Path Loss Modelling for UAV Communications in Urban Scenarios with Random Obstacles

TL;DR

This paper develops a realistic path loss model for UAV communications in urban areas by incorporating irregular obstacles and non-uniform building distributions, improving accuracy over simplified models.

Contribution

It introduces a Manhattan Random Simulator (MRS) that accounts for irregular building shapes, spacing, and additional obstacles, enhancing urban UAV path loss modeling.

Findings

The MRS provides more accurate PLoS estimates in complex urban environments.

Empirical path loss models are derived for environments with and without obstacles.

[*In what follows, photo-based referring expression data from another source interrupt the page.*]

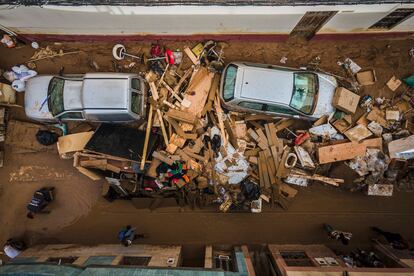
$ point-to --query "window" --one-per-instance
(135, 84)
(304, 92)
(296, 258)
(130, 260)
(224, 262)
(71, 115)
(279, 109)
(62, 260)
(229, 83)
(55, 95)
(393, 19)
(251, 105)
(136, 103)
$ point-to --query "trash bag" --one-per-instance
(46, 137)
(409, 81)
(250, 190)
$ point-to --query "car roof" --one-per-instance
(266, 83)
(111, 93)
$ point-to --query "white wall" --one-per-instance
(185, 20)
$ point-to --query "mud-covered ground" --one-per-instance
(81, 215)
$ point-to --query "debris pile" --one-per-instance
(195, 149)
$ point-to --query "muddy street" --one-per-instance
(81, 215)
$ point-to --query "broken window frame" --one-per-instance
(310, 23)
(385, 23)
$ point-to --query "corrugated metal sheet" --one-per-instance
(200, 2)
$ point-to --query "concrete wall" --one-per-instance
(159, 253)
(186, 20)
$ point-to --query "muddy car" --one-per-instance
(278, 91)
(95, 97)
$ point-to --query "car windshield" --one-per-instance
(55, 96)
(304, 92)
(229, 83)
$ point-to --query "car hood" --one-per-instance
(35, 95)
(327, 87)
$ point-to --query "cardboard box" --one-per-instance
(367, 77)
(393, 83)
(380, 190)
(345, 100)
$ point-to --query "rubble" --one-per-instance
(192, 149)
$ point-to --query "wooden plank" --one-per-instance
(282, 171)
(154, 91)
(269, 135)
(258, 117)
(191, 55)
(197, 91)
(73, 142)
(321, 178)
(248, 261)
(261, 175)
(94, 163)
(92, 175)
(275, 156)
(196, 147)
(232, 137)
(182, 80)
(179, 130)
(162, 157)
(270, 165)
(276, 141)
(219, 113)
(253, 134)
(262, 160)
(113, 168)
(284, 123)
(147, 135)
(211, 94)
(194, 155)
(346, 151)
(287, 191)
(181, 116)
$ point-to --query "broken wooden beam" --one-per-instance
(346, 151)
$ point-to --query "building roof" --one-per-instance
(201, 2)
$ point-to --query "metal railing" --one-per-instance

The approach improves UAV communication performance predictions in realistic urban scenarios.

Abstract

Path Loss (PL) is vital to evaluate the performance of Unmanned Aerial Vehicles (UAVs) as Aerial Base Stations (ABSs), particularly in urban environments with complex propagation due to various obstacles. Accurately modeling PL requires a generalized Probability of Line-of-Sight (PLoS) that can consider multiple obstructions. While the existing PLoS models mostly assume a simplified Manhattan grid with uniform building sizes and spacing, they overlook the real-world variability in building dimensions. Furthermore, such models do not consider other obstacles, such as trees and streetlights, which may also impact the performance, especially in millimeter-wave (mmWave) bands. This paper introduces a Manhattan Random Simulator (MRS) to estimate PLoS for UAV-based communications in urban areas by incorporating irregular building shapes, non-uniform spacing, and additional random obstacles to create a more realistic environment. Lastly, we present the PL differences with and without obstacles for standard urban environments and derive the empirical PL for these environments.